Bölüm 9

23.8K 1.5K 122
                                    

Genç adam iç çekerek telefondaki habere baktı. Medya özel hayatla ilgili haber yapmayı seviyor olmalıydı. Ofiste Autumn ile basıldığı ana dair bir çok haber çıkmış manşetlere ise 'Devrim Uğurlu sevgilisi ile kutlama yaptı' şeklinde yansımıştı bu durum.

Genç adam bundan dolayı basın toplantısı kararını aceleye almış hemen bugün bir toplantı düzenlemeye karar vermişti. Dave tüm işleri hallederken genç adam basın toplantısının saatini bekliyordu. "Boşuna uğraşıyorsun"diyen Dave'i aldırmayan Devrim bu haberleri çıkaranlara güzel bir fırça çekecekti.

"Hayır dostum işe yarayacak göreceksin"dedi Devrim kendinden emin bir şekilde. Yavaşca ayağa kalkıp saatine baktı. "Gidelim mi?"diye sordu sakin bir şekilde Dave'e. Dave başını olumluca bir şekilde salladı. Devrim ofisinden çıkıp çalışanlara teker teker bakıp gülümseyerek yoluna devam etti.

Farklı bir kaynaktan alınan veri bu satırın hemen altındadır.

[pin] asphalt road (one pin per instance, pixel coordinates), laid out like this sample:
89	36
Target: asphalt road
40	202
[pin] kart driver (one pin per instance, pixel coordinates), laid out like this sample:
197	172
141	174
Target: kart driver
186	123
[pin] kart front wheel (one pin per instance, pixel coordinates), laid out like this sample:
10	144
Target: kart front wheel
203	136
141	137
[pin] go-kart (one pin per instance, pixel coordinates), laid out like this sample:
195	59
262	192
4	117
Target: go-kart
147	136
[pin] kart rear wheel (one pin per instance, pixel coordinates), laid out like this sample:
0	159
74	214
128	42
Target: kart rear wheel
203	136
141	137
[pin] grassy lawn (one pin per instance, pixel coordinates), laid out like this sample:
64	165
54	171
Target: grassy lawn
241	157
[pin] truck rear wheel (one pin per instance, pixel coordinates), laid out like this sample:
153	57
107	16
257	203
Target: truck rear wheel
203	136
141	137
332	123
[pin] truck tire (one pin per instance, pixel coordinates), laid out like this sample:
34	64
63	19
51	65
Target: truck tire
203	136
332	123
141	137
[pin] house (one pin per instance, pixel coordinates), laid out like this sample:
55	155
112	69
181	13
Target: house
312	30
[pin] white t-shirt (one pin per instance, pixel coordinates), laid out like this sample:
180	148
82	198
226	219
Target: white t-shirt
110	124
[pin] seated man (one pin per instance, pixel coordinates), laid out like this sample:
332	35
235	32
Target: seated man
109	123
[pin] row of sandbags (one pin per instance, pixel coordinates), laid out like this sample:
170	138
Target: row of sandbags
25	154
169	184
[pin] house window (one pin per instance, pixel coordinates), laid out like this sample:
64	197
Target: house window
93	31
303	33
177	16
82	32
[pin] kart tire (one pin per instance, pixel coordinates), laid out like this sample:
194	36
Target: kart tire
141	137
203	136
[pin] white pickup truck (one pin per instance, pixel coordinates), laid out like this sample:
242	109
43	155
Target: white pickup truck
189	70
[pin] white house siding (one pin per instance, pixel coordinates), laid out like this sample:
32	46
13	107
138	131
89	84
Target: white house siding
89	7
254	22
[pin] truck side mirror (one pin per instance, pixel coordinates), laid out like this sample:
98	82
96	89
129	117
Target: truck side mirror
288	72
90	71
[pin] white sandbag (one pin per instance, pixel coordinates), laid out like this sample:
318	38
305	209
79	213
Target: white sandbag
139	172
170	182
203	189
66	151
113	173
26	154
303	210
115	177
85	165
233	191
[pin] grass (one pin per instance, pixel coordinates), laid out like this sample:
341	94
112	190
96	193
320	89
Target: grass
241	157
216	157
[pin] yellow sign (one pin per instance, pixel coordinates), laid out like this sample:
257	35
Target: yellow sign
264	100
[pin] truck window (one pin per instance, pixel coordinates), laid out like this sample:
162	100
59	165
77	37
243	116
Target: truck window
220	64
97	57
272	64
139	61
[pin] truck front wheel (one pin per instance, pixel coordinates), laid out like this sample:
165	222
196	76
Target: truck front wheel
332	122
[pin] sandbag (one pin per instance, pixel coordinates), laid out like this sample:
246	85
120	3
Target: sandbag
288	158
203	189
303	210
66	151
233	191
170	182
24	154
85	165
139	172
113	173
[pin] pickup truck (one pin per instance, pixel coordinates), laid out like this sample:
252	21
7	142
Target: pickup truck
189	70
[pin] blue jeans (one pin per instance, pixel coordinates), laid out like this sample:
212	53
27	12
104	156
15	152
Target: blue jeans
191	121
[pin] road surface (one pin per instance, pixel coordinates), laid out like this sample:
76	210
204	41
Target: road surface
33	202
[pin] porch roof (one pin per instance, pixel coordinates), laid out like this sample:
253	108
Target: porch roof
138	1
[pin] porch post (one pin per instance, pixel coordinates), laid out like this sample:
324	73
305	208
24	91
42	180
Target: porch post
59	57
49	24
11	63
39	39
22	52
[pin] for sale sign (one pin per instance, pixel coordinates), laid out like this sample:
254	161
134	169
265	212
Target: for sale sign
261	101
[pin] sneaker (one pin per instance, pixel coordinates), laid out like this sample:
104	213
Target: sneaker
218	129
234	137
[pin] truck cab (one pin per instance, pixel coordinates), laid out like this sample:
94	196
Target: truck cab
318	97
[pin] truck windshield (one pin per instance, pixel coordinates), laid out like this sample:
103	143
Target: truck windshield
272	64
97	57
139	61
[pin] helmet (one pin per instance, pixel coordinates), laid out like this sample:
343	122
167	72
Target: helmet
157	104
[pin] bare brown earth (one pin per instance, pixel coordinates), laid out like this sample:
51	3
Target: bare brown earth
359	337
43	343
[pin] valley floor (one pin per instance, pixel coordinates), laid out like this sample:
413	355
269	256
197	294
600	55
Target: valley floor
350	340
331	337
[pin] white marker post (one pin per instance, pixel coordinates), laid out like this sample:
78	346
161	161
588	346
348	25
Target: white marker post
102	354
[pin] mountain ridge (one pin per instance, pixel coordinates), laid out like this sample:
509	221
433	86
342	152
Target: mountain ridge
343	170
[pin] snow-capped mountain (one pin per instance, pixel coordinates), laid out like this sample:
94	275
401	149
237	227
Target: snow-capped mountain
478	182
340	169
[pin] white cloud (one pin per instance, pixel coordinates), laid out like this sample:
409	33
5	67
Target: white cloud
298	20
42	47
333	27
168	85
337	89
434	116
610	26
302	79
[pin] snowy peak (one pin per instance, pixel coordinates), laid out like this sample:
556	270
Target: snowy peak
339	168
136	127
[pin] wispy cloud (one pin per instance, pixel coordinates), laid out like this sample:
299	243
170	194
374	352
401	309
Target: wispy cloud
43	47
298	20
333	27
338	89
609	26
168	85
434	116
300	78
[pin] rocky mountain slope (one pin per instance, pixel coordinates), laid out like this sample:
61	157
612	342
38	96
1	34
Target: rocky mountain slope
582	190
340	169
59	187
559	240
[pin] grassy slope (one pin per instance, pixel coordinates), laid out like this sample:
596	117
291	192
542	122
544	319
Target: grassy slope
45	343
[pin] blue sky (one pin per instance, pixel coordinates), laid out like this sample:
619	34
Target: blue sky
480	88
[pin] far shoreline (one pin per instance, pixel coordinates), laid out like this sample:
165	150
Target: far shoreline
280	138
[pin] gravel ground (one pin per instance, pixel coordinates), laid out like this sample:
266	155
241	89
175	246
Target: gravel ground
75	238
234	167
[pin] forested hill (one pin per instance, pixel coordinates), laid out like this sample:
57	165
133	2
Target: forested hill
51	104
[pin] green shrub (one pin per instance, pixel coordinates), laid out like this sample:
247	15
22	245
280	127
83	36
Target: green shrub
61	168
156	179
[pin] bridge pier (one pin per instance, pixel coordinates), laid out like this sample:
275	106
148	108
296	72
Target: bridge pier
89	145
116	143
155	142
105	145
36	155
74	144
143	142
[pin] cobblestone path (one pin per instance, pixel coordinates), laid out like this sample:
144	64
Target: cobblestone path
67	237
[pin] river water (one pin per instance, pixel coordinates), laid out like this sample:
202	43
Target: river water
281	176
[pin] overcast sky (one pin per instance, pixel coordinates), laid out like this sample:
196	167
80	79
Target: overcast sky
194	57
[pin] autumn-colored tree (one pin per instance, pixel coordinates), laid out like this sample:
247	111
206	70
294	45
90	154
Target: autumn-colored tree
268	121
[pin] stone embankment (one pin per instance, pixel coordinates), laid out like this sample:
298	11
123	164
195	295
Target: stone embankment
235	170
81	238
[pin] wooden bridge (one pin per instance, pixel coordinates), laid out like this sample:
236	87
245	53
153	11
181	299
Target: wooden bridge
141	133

Yarışlardan sonra yapılan toplantılara ayrılan odaya geçti. Odaya girer girmez patlayan flaşlar eşliğinde yerine oturdu Devrim. Karşısındaki topluluk onu çekmeye devam ederken "Hoş geldiniz"diyerek sözüne başladı. Dik bir şekilde oturup koyu saçlarını geriye doğru attı.

"Son birkaç gündür olan olaylardan anladığım tek şey özel haber yapmayı sevdiğiniz oldu"diyerek devam eden Devrim sert konuşmaya başlıyordu. Haberlerden dolayı sıkıntıya girmemeliydi.

"Ben bir formula 1 pilotuyum ve araba sürüyorum. Neden özel hayatıma bu kadar karıştırdığınızı merak ediyorum"diyen Devrim'in sözü bir gazeteci ile kesildi.

"Devrim Bey çıkan haberlerin doğruluk payı ne?"diye soran kişiye bakan Devrim göz devirdi.

"Özel hayatımla ilgili konuşmak istemiyorum"diyen genç adama bir başka kişi ise "Efendim bu isteğinizi yerinize getirmek oldukça zor"derken Devrim sinirlenmeye başlamıştı.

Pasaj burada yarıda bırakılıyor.